I feel so deflated now. I keep wanting to cry. I know it'll get better, it did with each of my boys before. But this is really it. No more babies. Period. I have to accept it and more on. In time.
Congrats on your beautiful boy! Im sorry you didnt hear girl ! It seems most of us 3 boy moms are headed for a forth. I really get sad and have tears in my eyes when I hear you ladies not getting your DG! I hope you feel better soon and know that baby boy is waiting for a wonderful mommy and awesome 3 older brothers!!!
My scan is on friday morning at 9 am est. I will update as soon as I can. I know that the baby is more than likely a boy since we got a good penis shot at 16 weeks, but I have a little hope that maybe it was wrong. Once I get the scan done tomorrow I can accept it and move on. For now though I can hold out for a slight bit of hope!!
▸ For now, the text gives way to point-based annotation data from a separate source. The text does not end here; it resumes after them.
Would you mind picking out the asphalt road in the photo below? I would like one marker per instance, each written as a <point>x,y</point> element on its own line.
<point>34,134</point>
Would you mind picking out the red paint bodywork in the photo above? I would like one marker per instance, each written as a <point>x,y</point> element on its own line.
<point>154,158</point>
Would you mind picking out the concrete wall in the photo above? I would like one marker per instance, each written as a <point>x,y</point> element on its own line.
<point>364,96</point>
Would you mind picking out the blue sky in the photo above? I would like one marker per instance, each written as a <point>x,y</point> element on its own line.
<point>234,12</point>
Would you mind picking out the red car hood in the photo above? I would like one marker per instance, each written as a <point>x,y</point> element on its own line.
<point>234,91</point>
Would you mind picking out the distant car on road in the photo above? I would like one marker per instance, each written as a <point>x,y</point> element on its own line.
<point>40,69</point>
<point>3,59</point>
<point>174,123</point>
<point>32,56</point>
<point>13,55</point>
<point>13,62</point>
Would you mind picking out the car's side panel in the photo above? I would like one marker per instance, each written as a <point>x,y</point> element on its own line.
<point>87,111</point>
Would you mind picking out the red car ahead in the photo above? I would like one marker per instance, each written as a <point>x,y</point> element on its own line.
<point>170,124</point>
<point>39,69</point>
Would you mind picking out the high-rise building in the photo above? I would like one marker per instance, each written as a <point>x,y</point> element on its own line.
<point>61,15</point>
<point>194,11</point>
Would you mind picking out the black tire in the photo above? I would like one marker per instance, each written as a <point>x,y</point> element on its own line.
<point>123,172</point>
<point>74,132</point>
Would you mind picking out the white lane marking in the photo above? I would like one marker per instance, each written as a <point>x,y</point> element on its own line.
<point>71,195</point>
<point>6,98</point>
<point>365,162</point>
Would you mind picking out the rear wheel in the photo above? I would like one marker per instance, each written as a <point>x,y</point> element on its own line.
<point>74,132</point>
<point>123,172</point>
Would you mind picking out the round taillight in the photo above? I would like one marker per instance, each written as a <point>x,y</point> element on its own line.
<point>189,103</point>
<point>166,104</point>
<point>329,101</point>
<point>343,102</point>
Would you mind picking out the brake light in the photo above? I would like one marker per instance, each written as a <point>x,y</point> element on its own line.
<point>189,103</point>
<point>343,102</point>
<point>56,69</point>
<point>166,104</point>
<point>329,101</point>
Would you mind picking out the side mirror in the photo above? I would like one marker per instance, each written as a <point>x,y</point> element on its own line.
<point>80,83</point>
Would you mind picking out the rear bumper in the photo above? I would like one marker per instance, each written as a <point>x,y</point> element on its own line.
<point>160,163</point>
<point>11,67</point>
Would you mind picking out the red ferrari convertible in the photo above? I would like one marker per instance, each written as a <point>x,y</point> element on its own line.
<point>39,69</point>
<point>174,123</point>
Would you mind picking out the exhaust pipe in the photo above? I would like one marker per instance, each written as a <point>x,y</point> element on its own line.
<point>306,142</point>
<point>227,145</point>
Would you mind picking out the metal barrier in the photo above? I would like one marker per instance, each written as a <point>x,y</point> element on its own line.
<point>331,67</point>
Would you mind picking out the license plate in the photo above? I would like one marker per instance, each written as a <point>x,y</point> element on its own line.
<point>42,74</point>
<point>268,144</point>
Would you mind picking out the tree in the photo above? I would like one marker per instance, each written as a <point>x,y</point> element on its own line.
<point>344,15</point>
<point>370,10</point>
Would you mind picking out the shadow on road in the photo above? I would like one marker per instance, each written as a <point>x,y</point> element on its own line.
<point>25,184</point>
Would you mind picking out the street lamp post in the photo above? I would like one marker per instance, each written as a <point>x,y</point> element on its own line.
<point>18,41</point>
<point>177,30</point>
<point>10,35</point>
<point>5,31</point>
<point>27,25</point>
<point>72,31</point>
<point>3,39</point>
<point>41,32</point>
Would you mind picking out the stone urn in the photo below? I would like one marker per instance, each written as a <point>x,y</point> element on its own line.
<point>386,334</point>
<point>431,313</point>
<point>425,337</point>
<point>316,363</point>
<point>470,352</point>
Oh now my three sons! I am so sorry you are going through this. Let yourself be sad and take time to let the news set in and heal. I know over time it will get better its just the initial shock that really hurts. I hope you will find peace!!
Congratulations on a healthy baby boy. Its hard hearing boy for a 4th time, when it isn't your last chance theres always that 'maybe next time' I think thats helped me a bit because its not 100% our last. Theres a chance it is, but there is the possibility that in a few years we could have 1 more.
I'm sorry that you are having to go through this, give yourself time.
There certainly does seem to be a lot of 4th boys on the way.
Yeah, I know eventually I'll feel better but even then I know that I'll always feel a void. I went to bed crying then woke up crying this morning. I don't even want to go to work because everyone will be asking.